Он задумывается. — Вы знаете какую-нибудь хорошую историю про привидения? В нашем домике все ребята рассказывали истории про привидения.
— Ну вот ты нам и расскажешь, — отвечает Джон.
И он начинает. Забавно как-то их слушать. Некоторые из них я не слышал с тех пор, как был в его возрасте. Я говорю ему об этом, и Крис хочет послушать что-нибудь из моих, но я ничего не могу вспомнить.
Немного спустя он спрашивает: А ты веришь в привидения?
— Нет, — отвечаю я.
— А почему?
— Потому что они не-на-уч-ны.
Джон улыбнулся от того, как я это произнёс. «В них нет материи, — продолжаю я, — в них нет энергии, и поэтому, согласно законам науки, они существуют только в воображении людей.»
Виски, усталость и ветер в деревьях начинают путаться у меня в голове. — Конечно же, — продолжаю я, — законы науки тоже не содержат материи и в них нет энергии, и они тоже существуют только в умах людей. Лучше всего быть полностью научным во всём и отказываться верить как в привидения, так и в научные законы. Так оно вернее. Таким образом тебе остаётся не так уж много, во что можно верить, но это тоже научный подход.

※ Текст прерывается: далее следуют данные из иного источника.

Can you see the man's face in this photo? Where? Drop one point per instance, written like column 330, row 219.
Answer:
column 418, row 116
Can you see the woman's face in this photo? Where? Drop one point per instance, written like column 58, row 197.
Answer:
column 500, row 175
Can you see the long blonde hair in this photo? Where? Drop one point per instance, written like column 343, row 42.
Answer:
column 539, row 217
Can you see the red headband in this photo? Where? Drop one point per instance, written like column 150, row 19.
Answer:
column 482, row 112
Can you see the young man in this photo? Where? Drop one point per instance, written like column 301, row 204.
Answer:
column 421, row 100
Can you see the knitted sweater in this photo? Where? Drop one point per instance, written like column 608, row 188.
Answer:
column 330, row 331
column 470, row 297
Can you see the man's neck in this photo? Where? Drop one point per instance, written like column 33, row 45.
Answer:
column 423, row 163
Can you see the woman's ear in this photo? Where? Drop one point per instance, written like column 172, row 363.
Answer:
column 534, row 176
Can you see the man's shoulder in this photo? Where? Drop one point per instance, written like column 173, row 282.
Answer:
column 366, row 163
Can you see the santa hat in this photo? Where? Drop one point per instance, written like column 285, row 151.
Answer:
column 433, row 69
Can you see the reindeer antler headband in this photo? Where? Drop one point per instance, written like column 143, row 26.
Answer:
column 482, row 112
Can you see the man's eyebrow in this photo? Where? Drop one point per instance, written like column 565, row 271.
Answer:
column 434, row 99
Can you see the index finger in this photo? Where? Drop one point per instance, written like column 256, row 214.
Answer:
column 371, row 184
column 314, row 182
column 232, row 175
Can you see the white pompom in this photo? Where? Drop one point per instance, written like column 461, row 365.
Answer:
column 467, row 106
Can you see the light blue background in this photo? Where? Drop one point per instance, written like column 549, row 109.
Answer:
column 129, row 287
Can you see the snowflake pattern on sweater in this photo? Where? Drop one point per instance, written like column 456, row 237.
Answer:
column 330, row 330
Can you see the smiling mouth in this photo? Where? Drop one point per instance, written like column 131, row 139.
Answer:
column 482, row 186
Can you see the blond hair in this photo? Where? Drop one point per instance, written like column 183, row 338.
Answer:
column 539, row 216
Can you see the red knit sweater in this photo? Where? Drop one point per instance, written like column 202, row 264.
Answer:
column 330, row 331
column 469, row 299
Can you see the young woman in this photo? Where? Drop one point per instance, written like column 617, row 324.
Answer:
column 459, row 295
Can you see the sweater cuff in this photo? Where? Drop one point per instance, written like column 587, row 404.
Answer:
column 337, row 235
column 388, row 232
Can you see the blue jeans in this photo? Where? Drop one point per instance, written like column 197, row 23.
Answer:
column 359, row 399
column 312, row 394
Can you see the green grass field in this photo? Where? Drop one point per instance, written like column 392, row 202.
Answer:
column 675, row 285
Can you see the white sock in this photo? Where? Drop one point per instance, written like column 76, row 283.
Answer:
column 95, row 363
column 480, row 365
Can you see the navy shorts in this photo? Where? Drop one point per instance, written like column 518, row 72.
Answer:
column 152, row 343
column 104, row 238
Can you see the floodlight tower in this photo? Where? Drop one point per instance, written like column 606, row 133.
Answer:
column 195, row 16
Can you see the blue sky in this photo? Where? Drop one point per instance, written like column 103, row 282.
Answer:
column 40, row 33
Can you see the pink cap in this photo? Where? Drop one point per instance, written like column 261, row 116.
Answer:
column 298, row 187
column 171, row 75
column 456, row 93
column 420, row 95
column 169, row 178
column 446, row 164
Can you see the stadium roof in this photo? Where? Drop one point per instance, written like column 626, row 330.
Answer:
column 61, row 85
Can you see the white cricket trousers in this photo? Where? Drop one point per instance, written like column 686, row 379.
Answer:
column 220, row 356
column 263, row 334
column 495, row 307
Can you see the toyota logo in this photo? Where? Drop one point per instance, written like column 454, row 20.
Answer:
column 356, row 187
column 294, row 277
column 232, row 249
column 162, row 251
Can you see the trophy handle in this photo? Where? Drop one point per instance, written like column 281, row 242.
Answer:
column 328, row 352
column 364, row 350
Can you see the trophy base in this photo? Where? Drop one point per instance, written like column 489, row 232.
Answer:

— Не понимаю, о чём ты говоришь, — произносит Крис.
— Да, я выражаюсь несколько калейдоскопически.
Крис отчаивается, когда я разговариваю таким образом, но вряд ли это вредит ему.
— Один из ребят в лагере Лиги молодых христиан говорил, что он верит в призраки.
— Он просто дурачил тебя.
— Нет, не дурачил. Он говорил, что, если неправильно похоронить человека, то его призрак возвращается и преследует людей. И он действительно так думает.
— Он просто морочил тебе голову, — повторяю я.
— Как его зовут? — спрашивает Сильвия.
— Том-Белый Медведь.
Мы с Джоном переглядываемся, поняв вдруг, в чём дело.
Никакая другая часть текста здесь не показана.